Unfortunately, this predictive value is a self-fulfilling prophecy because 62% of their “events” were revascularizations.  If you subtract out the portion that went for revascularization, the remaining all-cause mortality, cardiovascular death, nonfatal MI, UA requiring hospitalization, that’s 5% annualized rate.  Still higher than folks without any coronary stenoses at all, but you have to wonder – could we have predicted the population with a 5% cardiovascular morbidity risk without a CCTA?  Does the management decision to perform revascularization confer upon this population a cardiovascular morbidity/mortality benefit?  We are seeing a lot more in the literature showing that medical management is as advantageous as stenting, so, again, I’m not sure what the role of CCTA is – particularly from the Emergency Department.

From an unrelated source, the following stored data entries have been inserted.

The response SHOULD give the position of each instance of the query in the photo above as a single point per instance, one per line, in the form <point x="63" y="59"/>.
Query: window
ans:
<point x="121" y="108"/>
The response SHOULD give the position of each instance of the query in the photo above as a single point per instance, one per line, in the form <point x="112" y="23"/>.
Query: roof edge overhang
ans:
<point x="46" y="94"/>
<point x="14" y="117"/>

“Meta-analysis and systematic review of the long-term predictive value of assessment of coronary atherosclerosis by contrast-enhanced coronary computed tomography angiography.”
http://www.ncbi.nlm.nih.gov/pubmed/21658564

CT Coronary Angiography Screening Is Not Beneficial

Disclaimer: I despise CCTA for low-risk chest pain in the ED.  It leads to additional unnecessary testing, interventions, and harms that outweigh the risk of coronary events in its target population.  Our liability-sensitive practice has us evaluating an ever-increasing cohort of low- and (mostly) zero-risk young chest pain patients, and this is purported to be a test of choice for identifying a zero-zero risk population.
But there are just far too many false positives that have coronary artery disease of uncertain clinical significance.
This is a Korean study that compared 1000 matched controls that did not undergo CCTA with 1000 who did.  215 asymptomatic patients had positive CCTA – defined as any atherosclerotic plaque.  52 had >50% stenosis and 21 had >75% stenosis.
Their control cohort and their CCTA cohort were very similar – and 55-59% low risk, 34-29% intermediate, and 10% high risk based on NCEP risk stratification.
And their control group had a grand total of 1 cardiac event within their 18 month follow-up period, as did a single person in their positive CCTA group.  However, the CCTA group ended up with more additional testing and cardiac revascularization procedures during their follow-up time frames – with no change in outcomes.
Now, these are asymptomatic patients chosen for screening – not the same as our chest pain patients in the ED – but it’s another call for caution regarding overtesting and overtreating.